Zinave National Park in the south of the country has received eight more rhinos as part of the area’s rehabilitation plans, supported by the South African Peace Parks Foundation.
“These are rare and endangered animals, so it is extremely important to strengthen security,” Bernard van Lente, project manager of the Peace Parks Foundation, explained to the media during the arrival of the animals.
In total, Zinave National Park has received 27 rhinos in the last two months, after almost 40 years without the animals in the area, under the initiative supported by Peace Parks, which has invested about $4.6 million to transport the animals and strengthen security in the protection area.
“We have trained 54 men who are now distributed throughout the Park to reinforce security and we have requested a helicopter to also reinforce the patrol, which is on site day and night,” stressed Bernard van Lente.

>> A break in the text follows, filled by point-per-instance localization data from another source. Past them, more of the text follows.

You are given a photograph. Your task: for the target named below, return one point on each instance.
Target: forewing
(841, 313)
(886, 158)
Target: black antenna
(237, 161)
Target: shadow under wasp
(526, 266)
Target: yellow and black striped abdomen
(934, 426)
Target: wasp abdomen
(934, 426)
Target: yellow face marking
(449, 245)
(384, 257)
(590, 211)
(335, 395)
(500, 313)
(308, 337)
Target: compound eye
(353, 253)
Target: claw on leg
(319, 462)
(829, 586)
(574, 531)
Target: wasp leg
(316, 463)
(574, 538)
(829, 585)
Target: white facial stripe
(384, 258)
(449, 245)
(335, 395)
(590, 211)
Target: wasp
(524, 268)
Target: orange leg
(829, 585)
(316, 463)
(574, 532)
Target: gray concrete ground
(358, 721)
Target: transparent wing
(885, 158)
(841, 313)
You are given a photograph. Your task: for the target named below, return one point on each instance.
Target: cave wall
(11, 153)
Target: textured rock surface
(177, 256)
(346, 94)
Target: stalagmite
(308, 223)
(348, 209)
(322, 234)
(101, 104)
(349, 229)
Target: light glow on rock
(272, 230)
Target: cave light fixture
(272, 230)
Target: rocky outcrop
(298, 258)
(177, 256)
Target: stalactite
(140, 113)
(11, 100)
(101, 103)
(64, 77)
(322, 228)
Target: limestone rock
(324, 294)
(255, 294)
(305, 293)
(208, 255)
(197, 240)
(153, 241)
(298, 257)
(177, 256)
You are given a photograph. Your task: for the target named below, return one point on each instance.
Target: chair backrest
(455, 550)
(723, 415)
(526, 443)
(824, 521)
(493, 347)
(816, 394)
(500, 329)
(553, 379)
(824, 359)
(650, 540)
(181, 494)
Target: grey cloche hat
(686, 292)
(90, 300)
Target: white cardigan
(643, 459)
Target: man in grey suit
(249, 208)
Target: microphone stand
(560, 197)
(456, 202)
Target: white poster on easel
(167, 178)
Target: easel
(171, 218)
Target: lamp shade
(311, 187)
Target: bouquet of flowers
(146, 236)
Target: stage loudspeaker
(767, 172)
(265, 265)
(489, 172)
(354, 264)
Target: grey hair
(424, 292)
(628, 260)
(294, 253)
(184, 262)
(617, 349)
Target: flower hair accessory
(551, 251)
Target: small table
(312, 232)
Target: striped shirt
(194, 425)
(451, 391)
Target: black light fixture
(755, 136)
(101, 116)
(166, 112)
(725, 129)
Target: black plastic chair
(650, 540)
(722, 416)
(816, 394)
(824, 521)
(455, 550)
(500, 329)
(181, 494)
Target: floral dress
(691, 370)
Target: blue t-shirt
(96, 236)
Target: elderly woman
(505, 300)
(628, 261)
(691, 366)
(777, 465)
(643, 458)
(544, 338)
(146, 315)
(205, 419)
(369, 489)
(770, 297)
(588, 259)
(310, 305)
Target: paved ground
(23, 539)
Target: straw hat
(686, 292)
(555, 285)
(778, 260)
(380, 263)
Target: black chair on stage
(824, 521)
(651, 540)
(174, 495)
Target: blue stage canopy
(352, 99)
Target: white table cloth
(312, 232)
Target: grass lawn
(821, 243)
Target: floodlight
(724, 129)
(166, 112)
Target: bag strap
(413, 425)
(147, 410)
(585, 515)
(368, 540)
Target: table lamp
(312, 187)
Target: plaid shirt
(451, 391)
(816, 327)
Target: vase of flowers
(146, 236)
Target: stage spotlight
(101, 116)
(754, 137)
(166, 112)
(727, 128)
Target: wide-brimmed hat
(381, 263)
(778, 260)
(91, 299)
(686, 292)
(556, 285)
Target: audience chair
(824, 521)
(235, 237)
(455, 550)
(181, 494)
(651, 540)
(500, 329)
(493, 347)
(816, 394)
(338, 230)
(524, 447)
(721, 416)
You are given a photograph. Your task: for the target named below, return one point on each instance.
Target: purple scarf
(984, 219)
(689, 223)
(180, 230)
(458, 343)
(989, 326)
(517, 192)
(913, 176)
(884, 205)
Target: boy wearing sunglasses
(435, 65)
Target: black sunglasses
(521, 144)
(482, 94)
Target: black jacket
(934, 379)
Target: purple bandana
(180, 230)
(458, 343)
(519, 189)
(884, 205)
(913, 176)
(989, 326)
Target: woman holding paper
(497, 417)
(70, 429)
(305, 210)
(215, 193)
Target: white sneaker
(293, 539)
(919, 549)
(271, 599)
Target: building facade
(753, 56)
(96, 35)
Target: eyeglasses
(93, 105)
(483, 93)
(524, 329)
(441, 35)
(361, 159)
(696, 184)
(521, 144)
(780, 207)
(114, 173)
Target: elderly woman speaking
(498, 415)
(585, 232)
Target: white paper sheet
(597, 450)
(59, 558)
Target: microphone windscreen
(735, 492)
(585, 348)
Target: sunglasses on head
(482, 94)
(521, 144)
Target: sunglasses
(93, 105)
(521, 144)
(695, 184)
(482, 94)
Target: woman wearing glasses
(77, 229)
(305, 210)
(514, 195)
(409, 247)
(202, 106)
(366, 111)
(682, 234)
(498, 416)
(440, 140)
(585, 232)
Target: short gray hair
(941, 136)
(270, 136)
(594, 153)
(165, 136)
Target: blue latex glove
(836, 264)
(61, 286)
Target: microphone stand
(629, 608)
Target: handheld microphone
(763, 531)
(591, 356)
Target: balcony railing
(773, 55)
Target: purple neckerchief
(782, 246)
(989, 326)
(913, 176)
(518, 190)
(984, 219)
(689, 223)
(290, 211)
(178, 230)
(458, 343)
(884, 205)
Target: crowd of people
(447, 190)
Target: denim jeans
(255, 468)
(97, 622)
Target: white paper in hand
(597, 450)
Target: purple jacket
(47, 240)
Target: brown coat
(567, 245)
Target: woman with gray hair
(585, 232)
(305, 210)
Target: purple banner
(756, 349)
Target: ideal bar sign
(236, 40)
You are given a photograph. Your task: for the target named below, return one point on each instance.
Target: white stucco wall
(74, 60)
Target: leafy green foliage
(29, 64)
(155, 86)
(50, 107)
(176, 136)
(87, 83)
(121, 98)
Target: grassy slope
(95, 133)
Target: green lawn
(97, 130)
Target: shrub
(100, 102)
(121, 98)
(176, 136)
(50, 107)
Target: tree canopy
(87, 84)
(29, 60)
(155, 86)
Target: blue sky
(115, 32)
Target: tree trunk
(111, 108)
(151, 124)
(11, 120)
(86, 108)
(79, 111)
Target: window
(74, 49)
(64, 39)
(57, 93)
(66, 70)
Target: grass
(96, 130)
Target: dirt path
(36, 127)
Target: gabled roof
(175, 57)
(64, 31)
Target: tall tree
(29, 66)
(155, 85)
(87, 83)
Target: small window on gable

The organisation, founded in 1997 by, among others, South African President Nelson Mandela, defends the reintroduction of rhinos in Zinave as an important milestone in the region to protect the species, which has been in the sights of hunters.
According to the entity, in the last decade, more than 8,000 black and white rhinos (more than a third of the world’s remaining population) have been killed by poaching in southern Africa.
Mozambique’s National Administration of Conservation Areas (ANAC) and Peace Parks partnered and began restoration of the Park in 2016.
Zinave National Park, located in the southern province of Inhambane, covers 408,000 hectares and was decimated after Mozambique’s 16-year civil war.